Learning by Randomly perturbing weights

One way to adjust the weights would be to do a random change on one of the weight and investigate if this improves the performance of the network. If so, save the weight and repeat again.

This is a form of reinforcement learning.

It is not efficient: we need to run the network on the whole training data to determine whether the performance was improved or not by the weight change.

Finite difference approximation

This method is considered more efficient and also relies on perturbing weights. Here we don't perturb the weights randomly, however we adjust the weights one by one and measure the impact.

for each weight:

  • add to $w_i$ a small constant $\epsilon$ and evaluate the error : $E_i^+$. Then we subtract the same constant $\epsilon$  and evaluate the error again $E_i^-$
  • reset $w_i$ to original value and proceed to the next weight
  • when done, update the weights vector by:
    \begin{equation} \Delta w_i  = - \mu \dfrac{E_i^ + E_i^-}{2 \epsilon} \end{equation}

The Backpropagation algorithm

In  contrast to the previously mentioned algorithms, the back propagation algorithm is the algorithm for taking one training case, and computing efficiently for every weight in the network, how the error will change as, on that particular training case, as you change the weight.

Main topics will affect the performance of BP algorithm:

  • derivatives to be applied on the weights - how much to update the weights?
  • frequency of weight updating
  • how to prevent the network from overfitting

Frequency of weight update:

  • online: after each training case
    Error will be going low and high, jumping around and zig-zagging after each training case. If there's enough training data, the weights should eventually converge to better results.
  • full batch: after running the whole training data
    Weight changes $\Delta w_i$ performed on the network will be more stable and will be more into the right direction towards optimal $W^*$. Disadvantage is however that this operation is costly if the training data is big
  • mini-batch: after a small sample of training cases
    Helps do certain weight adjustment before waiting for the whole training data, and not too soon, in contrast to online weight adjustment.

How much to update:

  • Use a fixed learning rate
  • Adapt the global learning rate
    Take bigger steps when we are moving in the right direction, and make the steps smaller when the improvement is converging (performance is changing less)
  • Don't use steepest descent

Overfitting:

Training data contains useful relations which we want to model, and a lot of regularities which come in form of noise. In any set of chosen cases there is a sampling error, due to the choice of these particular cases. When fitting a model we may overfit: i.e. we can be modeling the sampling error along other regularities. This can lead to really poor network design.

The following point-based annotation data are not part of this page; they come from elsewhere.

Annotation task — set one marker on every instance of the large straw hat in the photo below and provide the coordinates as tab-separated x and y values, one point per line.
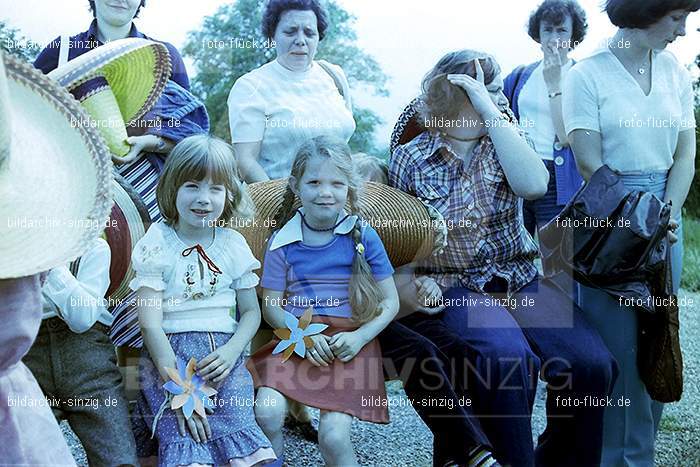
55	176
128	222
118	83
409	229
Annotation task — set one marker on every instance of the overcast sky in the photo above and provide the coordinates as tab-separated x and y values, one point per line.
406	37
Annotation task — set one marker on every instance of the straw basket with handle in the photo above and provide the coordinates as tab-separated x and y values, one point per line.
409	229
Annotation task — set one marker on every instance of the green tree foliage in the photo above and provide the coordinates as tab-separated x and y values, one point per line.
221	51
12	41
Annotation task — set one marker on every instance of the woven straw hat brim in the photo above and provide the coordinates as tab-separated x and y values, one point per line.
136	70
409	229
55	184
128	222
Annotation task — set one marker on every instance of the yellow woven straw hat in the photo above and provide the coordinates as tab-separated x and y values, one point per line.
55	175
409	229
118	83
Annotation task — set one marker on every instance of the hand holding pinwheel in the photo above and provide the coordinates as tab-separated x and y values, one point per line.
296	337
191	396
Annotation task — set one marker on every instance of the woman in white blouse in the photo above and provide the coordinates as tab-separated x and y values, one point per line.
630	106
274	109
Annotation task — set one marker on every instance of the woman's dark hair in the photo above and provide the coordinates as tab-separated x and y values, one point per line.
94	12
442	99
275	8
555	12
640	14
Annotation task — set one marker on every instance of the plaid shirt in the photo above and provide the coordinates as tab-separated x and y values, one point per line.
486	236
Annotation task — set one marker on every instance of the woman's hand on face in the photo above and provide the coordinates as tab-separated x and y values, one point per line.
346	345
672	227
216	366
551	67
477	92
320	354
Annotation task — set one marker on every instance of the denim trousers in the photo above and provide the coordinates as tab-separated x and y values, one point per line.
538	330
629	431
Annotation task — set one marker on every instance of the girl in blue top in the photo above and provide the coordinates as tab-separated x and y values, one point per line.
191	273
329	259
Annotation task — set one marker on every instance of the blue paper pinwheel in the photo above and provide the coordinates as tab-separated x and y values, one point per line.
189	389
295	337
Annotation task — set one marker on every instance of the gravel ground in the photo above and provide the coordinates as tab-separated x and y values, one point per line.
407	442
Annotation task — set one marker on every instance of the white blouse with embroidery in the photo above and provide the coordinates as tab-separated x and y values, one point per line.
199	286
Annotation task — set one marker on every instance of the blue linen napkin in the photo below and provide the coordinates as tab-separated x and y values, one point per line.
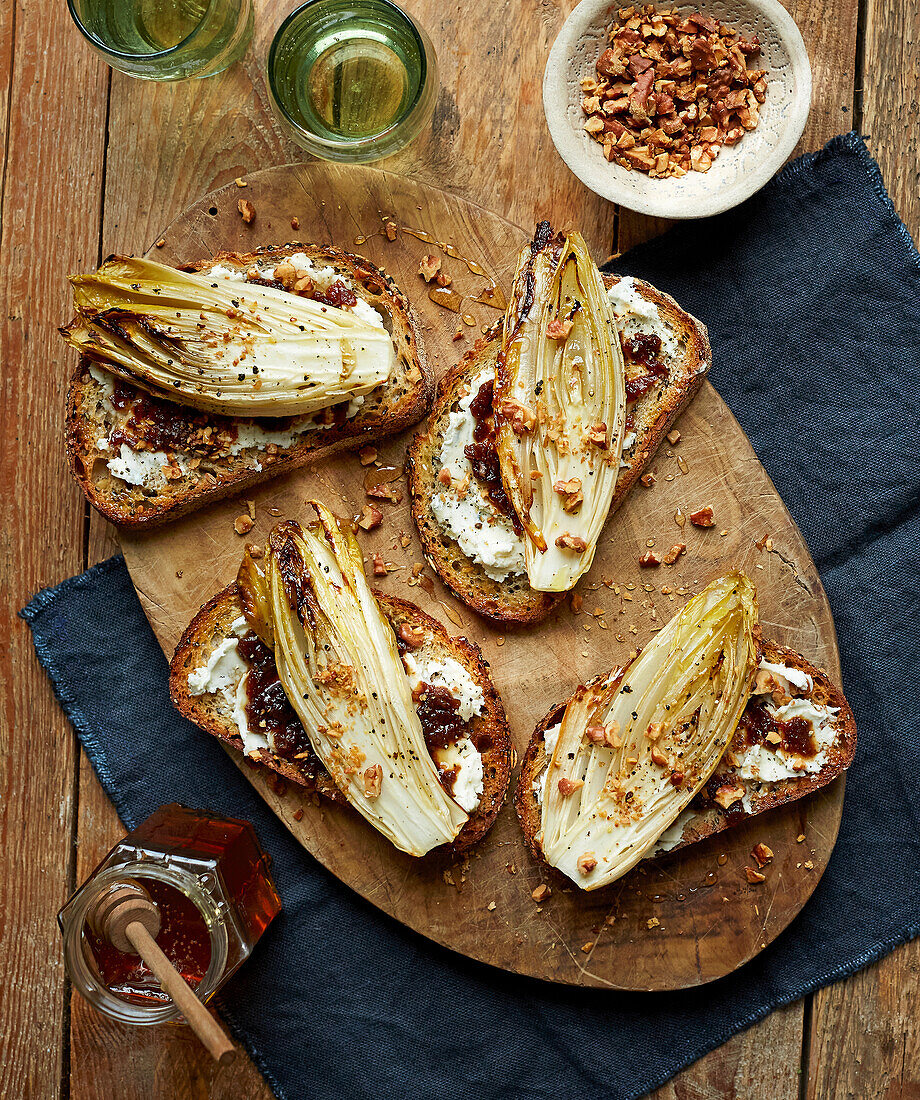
811	293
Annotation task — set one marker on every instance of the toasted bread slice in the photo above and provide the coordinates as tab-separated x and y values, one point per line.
214	711
505	595
741	794
193	458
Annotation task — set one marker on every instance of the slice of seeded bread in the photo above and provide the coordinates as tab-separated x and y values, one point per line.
203	469
214	714
512	600
704	817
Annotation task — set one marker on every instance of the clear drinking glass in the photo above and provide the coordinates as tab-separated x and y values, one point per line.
352	79
166	40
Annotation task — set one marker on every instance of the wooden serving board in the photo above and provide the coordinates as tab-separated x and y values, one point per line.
710	920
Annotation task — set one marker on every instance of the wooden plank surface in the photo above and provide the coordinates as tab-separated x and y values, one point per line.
51	206
57	122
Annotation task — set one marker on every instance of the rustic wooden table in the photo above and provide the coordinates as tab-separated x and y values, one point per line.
92	163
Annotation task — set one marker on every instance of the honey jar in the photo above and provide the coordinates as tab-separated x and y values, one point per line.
211	882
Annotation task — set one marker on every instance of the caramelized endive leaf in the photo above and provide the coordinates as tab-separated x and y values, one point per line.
632	752
223	347
337	659
560	407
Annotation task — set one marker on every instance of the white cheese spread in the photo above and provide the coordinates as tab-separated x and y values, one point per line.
801	681
141	468
467	515
768	765
468	785
446	672
636	314
549	738
225	674
427	668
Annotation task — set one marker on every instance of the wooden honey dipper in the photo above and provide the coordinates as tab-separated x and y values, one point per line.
129	920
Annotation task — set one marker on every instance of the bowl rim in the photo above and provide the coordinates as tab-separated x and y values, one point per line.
665	205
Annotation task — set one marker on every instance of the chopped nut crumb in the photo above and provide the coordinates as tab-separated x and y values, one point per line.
729	794
675	552
587	862
428	267
559	328
670	90
702	517
373	781
763	854
571	542
413	636
370	518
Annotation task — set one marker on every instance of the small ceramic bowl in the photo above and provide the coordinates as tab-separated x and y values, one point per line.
738	171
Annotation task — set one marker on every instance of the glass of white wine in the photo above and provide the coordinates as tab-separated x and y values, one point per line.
166	40
352	79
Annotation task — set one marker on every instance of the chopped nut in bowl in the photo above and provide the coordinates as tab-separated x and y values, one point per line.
677	110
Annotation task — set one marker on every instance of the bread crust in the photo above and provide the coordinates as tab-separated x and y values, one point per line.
212	624
710	818
135	507
512	601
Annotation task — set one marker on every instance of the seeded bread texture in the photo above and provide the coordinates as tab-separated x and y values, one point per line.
709	818
512	600
397	404
214	624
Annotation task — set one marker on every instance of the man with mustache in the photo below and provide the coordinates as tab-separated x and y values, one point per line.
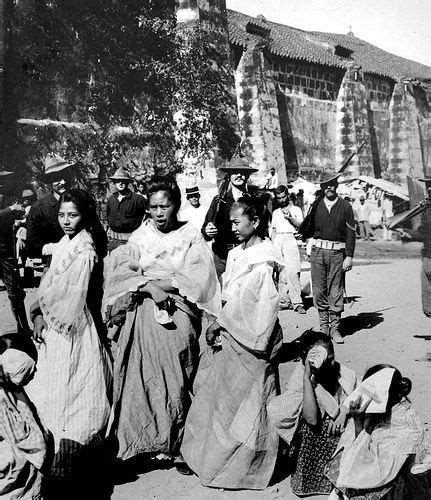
332	251
217	225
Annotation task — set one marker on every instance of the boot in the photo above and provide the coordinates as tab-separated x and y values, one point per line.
334	329
324	321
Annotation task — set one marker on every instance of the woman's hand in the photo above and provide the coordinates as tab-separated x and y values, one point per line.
337	426
39	326
160	297
3	378
357	410
213	331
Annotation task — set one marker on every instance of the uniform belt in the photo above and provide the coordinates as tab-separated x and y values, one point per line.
329	245
229	246
114	235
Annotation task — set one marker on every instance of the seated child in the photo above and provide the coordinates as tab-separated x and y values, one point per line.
383	451
22	439
308	415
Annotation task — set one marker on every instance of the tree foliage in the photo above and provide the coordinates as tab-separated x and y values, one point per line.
150	91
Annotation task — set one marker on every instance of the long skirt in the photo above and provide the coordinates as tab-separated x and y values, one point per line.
311	449
153	375
228	440
70	391
405	486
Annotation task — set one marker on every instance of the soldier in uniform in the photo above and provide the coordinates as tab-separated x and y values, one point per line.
217	225
334	237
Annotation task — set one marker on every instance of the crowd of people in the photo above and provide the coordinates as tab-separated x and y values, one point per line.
113	372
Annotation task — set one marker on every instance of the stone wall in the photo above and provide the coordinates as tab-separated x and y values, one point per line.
310	79
259	116
308	128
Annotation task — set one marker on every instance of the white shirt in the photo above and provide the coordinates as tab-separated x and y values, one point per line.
237	193
272	181
281	225
330	203
194	215
363	211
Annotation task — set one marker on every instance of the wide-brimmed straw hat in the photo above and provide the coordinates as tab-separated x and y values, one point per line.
27	193
328	176
54	166
192	191
238	164
121	174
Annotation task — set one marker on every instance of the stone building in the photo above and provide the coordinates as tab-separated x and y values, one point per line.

Overfitting can be reduced by using the following methods:

  • weight-decay
    keeping the weights of the network small, or some weights close to zero
  • weight-sharing
    giving the same values to certain weights
  • early stopping
    starting training, monitor the network training and stop when the training is getting worse
  • model averaging
    training different neural nets and averaging them to reduce the error
  • Bayesian fitting of neural nets
    another method of model averaging
  • dropout
    making model more robust by randomly emitting hidden units when training
  • generative pre-training

Backpropagation cannot be used with binary threshold neurons: Backpropagation works with derivatives. In a binary threshold neuron the derivatives of the output function are zero so the error signal will not be able to propagate through it.